Gagnant d’un pas sûr le clavier d’un Blüthner (« le son doré », précise la publicité…), María Paz Santibáñez entame Tres tonadas de carácter popular chileno de Pedro Humberto Allende (1885-1959), un créateur et pédagogue admiré en Europe (Debussy, Schmitt, Mompou) d’où il revint de visite avec certaines réformes à destination du Conservatoire National. Créées par leur dédicataire Ricardo Viñes, la première mélodie offre un caractère grinçant et chaotique derrière l’apparente désinvolture, tandis que la deuxième s’avère poignante et désabusée, et la dernière d’une gaîté sombre et nostalgique. Le Péruvien Enrique Iturriaga (né en 1918) est lui aussi un professeur émérite, ancien élève d’Holzmann et Honegger, et un compositeur sensible au folklore comme aux styles modernes (Hindemith, Webern) – signalons sa pièce sérielle Vivencias (1965). Pregón y Danza (1952) fait référence aux pregones (chansons typique des vendeurs de rue de Lima) avec un certain suspens au départ, une délicatesse sans rien de diaphane, qui gagne en force avant de laisser libre cours à une « urbanité » échevelée, quelque peu sentimentale mais dissonante. Moins appréciés sont les Tres Danzas Argentinas Op.2 (1937) de l’ancien élève de Carlos López Buchardo, Alberto Ginastera (1916-1983), avec ses martellements vindicatifs jusqu’au jacassement – à l’exception de la tendre évocation médiane. Indéniablement, le protégé de Copland victime du péronisme est plus à l’aise avec les œuvres de grande envergure, pour danseurs ou symphonistes [lire notre critique du CD], qui le préoccupent depuis la création de Panambí, l’opus ouvrant son catalogue.

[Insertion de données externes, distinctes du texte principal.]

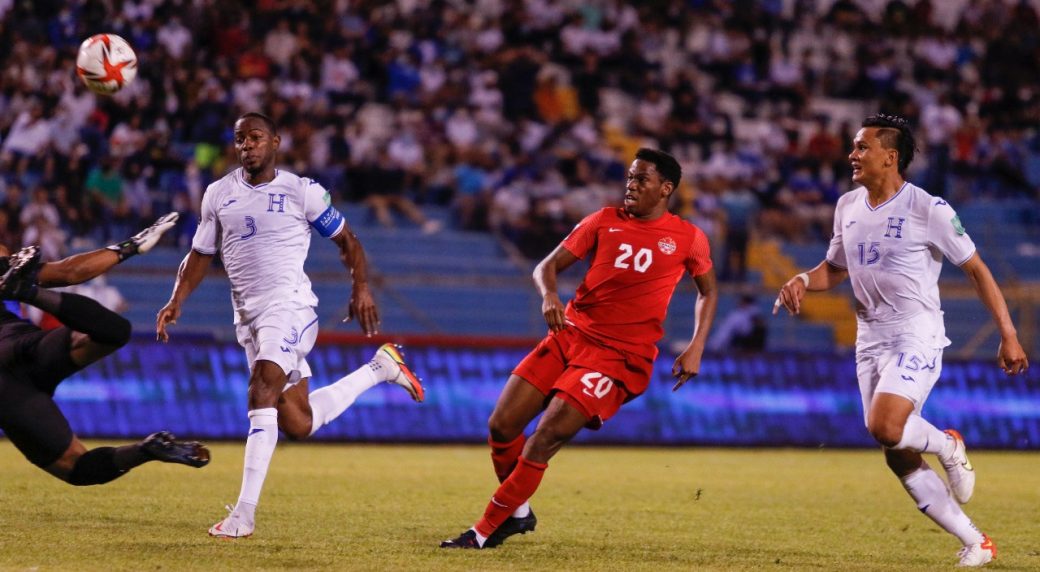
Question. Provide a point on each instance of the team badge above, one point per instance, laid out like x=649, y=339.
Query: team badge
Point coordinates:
x=667, y=244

Hommage à la fleur sacrée des Incas (Cantuta, en langue non-quechua),CCantu (2013) de Jimmy López (né à Lima en 1978) ouvre la seconde partie de soirée, réservée à la jeune génération sud-américaine. « La pièce, explique le compositeur distingué à Darmstadt, après des études auprès d’Iturriaga et à Helsinki, évolue en accord avec les différentes étapes de la croissance florale ». Celle-ci n’est pas linéaire, si bien qu’après un prélude lent et aéré qui gagne en matière et vitesse s’installent des climats surprenants et contrastés (entre lyrisme et minimalisme). À sa suite, récent géniteur de l’opéra Renca, Paris y Liendres à Santiago du Chili, Miguel Farias (né en 1983) livre avec Impulso un quart d’heure vite lassant, dilué et bavard. En revanche, l’Argentin Esteban Benzecry (né à Lisbonne en 1970) – peintre de formation qui vit en France depuis 1997, où il suivit les cours de Charpentier, Mefano, Naon et Cuniot – ravive notre attention avec Toccata Newuén, pièce entre légèreté et tension que traverse les esprits d’Antheil et de Ligeti. « Voyage onirique de retour en enfance », La Caja Mágica permet au guitariste d’origine chilienne Mauricio Arenas-Fuentes de revisiter les accents d’un pays quitté en 1976, agréablement flottants et caressants, la plupart du temps.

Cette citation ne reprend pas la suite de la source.